In April 1974, Ericson assigned, with Owners' approval, its interest as lessee to Brookings Mall, Inc. (Mall). Construction was completed on Mall by early 1975. (Mall was built on Lot 2 of Owners' land which land was platted as containing Lots 1 and 2, of roughly equal size.)

In August 1976, Mall secured a $3,050,000 loan from the State of Wisconsin Investment Board (SWIB). This loan represented the permanent financing for the project and apparently was used to pay off the interim financer. SWIB required that Owners join in execution of the mortgage and security agreement pledging Lot 2, among other things, as security for repayment of the promissory note.

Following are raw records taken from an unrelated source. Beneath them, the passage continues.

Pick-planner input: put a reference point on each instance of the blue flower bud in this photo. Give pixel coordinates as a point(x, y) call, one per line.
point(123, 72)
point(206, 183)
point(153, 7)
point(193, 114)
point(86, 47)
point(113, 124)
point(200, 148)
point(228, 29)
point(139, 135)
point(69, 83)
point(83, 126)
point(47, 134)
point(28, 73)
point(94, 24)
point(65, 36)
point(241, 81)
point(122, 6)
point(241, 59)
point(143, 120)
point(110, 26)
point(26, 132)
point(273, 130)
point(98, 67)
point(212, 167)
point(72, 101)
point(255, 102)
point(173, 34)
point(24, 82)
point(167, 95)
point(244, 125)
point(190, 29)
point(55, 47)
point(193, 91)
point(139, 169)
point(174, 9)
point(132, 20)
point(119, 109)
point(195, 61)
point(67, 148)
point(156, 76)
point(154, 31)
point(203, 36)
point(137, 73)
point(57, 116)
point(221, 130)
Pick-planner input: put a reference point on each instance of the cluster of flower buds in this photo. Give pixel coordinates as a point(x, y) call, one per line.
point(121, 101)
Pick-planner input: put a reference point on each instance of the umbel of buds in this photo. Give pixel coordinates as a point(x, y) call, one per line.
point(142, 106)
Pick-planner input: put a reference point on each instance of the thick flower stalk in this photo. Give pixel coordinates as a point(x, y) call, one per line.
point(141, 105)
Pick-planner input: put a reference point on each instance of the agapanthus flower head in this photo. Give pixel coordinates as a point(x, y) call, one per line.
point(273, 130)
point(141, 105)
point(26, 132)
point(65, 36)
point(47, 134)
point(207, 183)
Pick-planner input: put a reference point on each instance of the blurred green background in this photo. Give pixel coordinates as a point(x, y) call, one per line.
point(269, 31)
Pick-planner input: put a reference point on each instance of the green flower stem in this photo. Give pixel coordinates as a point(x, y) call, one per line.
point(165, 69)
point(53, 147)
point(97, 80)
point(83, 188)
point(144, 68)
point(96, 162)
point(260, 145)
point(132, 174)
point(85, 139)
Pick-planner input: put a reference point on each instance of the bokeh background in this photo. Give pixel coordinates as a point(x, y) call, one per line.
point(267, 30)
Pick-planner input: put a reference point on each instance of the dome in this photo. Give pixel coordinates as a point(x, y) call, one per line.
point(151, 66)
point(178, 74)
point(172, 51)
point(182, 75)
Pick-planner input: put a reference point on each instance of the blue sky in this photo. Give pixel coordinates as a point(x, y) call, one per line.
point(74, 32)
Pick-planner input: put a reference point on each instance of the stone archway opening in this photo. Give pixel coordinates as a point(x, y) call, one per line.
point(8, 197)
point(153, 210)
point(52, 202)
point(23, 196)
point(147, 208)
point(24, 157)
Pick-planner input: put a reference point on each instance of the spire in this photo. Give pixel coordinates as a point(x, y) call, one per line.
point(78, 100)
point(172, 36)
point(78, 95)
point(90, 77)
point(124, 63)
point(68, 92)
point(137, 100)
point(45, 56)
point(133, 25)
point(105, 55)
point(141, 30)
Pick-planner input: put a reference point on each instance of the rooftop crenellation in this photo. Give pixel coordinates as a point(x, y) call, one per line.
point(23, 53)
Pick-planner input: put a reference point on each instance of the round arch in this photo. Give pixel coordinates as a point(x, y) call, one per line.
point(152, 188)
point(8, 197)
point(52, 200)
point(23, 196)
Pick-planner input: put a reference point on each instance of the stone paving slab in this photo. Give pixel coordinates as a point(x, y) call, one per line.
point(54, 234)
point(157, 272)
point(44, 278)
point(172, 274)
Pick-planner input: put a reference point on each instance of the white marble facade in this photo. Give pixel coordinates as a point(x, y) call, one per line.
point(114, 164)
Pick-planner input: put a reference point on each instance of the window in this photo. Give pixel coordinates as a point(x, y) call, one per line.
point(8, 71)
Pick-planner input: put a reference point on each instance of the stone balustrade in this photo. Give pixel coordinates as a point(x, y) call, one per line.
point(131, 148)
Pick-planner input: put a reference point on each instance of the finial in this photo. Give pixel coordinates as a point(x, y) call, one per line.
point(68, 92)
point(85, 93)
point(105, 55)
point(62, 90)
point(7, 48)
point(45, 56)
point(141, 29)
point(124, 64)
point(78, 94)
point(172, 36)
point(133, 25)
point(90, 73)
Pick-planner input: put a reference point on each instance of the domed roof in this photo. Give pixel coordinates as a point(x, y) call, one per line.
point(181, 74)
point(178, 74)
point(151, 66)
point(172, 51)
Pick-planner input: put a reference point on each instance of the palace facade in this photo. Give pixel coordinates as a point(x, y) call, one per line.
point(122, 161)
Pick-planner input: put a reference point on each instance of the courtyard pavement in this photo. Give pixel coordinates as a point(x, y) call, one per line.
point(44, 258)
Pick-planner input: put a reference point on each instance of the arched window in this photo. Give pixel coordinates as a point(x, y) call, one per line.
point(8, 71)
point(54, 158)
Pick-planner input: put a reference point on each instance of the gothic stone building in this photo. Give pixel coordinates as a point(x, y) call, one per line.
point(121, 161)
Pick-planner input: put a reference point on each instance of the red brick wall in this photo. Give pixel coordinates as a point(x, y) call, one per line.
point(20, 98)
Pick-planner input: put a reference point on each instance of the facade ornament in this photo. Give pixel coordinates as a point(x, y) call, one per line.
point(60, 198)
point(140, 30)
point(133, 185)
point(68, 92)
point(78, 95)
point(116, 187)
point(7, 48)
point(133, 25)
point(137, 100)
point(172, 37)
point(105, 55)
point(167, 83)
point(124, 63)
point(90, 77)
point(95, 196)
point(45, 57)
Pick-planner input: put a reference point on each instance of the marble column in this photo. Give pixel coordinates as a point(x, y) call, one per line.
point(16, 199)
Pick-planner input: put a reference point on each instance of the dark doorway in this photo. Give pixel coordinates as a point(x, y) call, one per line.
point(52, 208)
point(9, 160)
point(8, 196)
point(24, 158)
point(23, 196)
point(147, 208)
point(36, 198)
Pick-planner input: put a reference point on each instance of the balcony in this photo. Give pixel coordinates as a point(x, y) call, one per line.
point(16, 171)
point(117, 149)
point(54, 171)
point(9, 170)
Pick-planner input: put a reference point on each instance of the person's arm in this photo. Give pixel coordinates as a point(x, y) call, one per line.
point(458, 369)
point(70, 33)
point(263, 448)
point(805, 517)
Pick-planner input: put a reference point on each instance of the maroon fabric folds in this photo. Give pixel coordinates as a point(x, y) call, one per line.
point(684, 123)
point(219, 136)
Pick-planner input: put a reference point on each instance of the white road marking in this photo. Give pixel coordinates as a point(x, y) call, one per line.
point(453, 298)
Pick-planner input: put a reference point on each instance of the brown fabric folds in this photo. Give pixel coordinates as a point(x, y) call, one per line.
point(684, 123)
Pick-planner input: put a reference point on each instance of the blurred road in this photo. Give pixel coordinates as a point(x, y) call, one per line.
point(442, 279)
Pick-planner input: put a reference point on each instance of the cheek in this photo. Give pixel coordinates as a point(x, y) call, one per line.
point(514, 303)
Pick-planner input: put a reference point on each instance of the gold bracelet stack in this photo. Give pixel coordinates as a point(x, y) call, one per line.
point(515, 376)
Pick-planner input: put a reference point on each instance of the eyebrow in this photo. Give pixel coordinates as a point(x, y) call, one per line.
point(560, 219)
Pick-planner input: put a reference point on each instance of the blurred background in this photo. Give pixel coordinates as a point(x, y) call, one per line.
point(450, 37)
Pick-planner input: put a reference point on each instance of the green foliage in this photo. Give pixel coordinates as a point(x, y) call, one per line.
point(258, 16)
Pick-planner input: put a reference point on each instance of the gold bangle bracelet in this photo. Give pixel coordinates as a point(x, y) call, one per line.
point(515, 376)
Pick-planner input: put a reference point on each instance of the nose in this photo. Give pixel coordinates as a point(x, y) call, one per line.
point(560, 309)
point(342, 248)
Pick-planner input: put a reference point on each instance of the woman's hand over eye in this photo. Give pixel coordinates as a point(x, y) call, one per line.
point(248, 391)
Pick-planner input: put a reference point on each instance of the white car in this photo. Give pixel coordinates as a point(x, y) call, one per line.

By June 1982, Mall was in default under the terms of the promissory note. That same month, SWIB and Mall entered into a "mortgage note modification agreement," agreeing that the $27,715.37 monthly payments of interest and principal would be reduced to monthly payments of $19,382.04. The parties also agreed that $4,551.25 would be added to the principal amount each month beginning in March 1982 and continuing through September 1984. Under this schedule, the principal balance after the September 1984 payment was $3,013,083.89. Following the February 1982 payment, the principal balance on the note was $2,871,995.14. Owners had no knowledge of the modification agreement or the terms thereof until SWIB commenced foreclosure proceedings in 1984.

In December 1984, SWIB filed its complaint for foreclosure and a motion to enforce the assignment of leases and rents. In January 1985, Mall filed a voluntary petition for bankruptcy. In March 1985, SWIB obtained relief from the automatic stay imposed by the bankruptcy proceedings. The circuit court then granted SWIB's motion to enforce the lease and rents assignment. After a trial on the merits, the circuit court, in July 1986, entered findings of fact and conclusions of law. A judgment and decree of foreclosure in favor of SWIB was filed on August 18, 1986.

The proceedings in the circuit court also involved a counterclaim by Owners, claiming the right to receive rents from Mall and its sublessees under their original lease with Mall. Owners were paid no rent after December 1984. SWIB purchased the property at the mortgage foreclosure sale in September 1986. The trial court ruled for SWIB on this issue.

ISSUES

Owners argue on appeal that they signed the mortgage of their property as sureties rather than principals; that the mortgage note modification agreement entered into between Mall and SWIB without their knowledge or consent exonerated them as such sureties; and that they continue to be entitled to the rents from the Mall through the period of redemption. By notice of review, SWIB argues that it is entitled to foreclose the leasehold interests of Owners and Mall in Lot 1, as well as Lot 2.

DECISION
1. WHETHER OWNERS ARE PRINCIPALS OR SURETIES.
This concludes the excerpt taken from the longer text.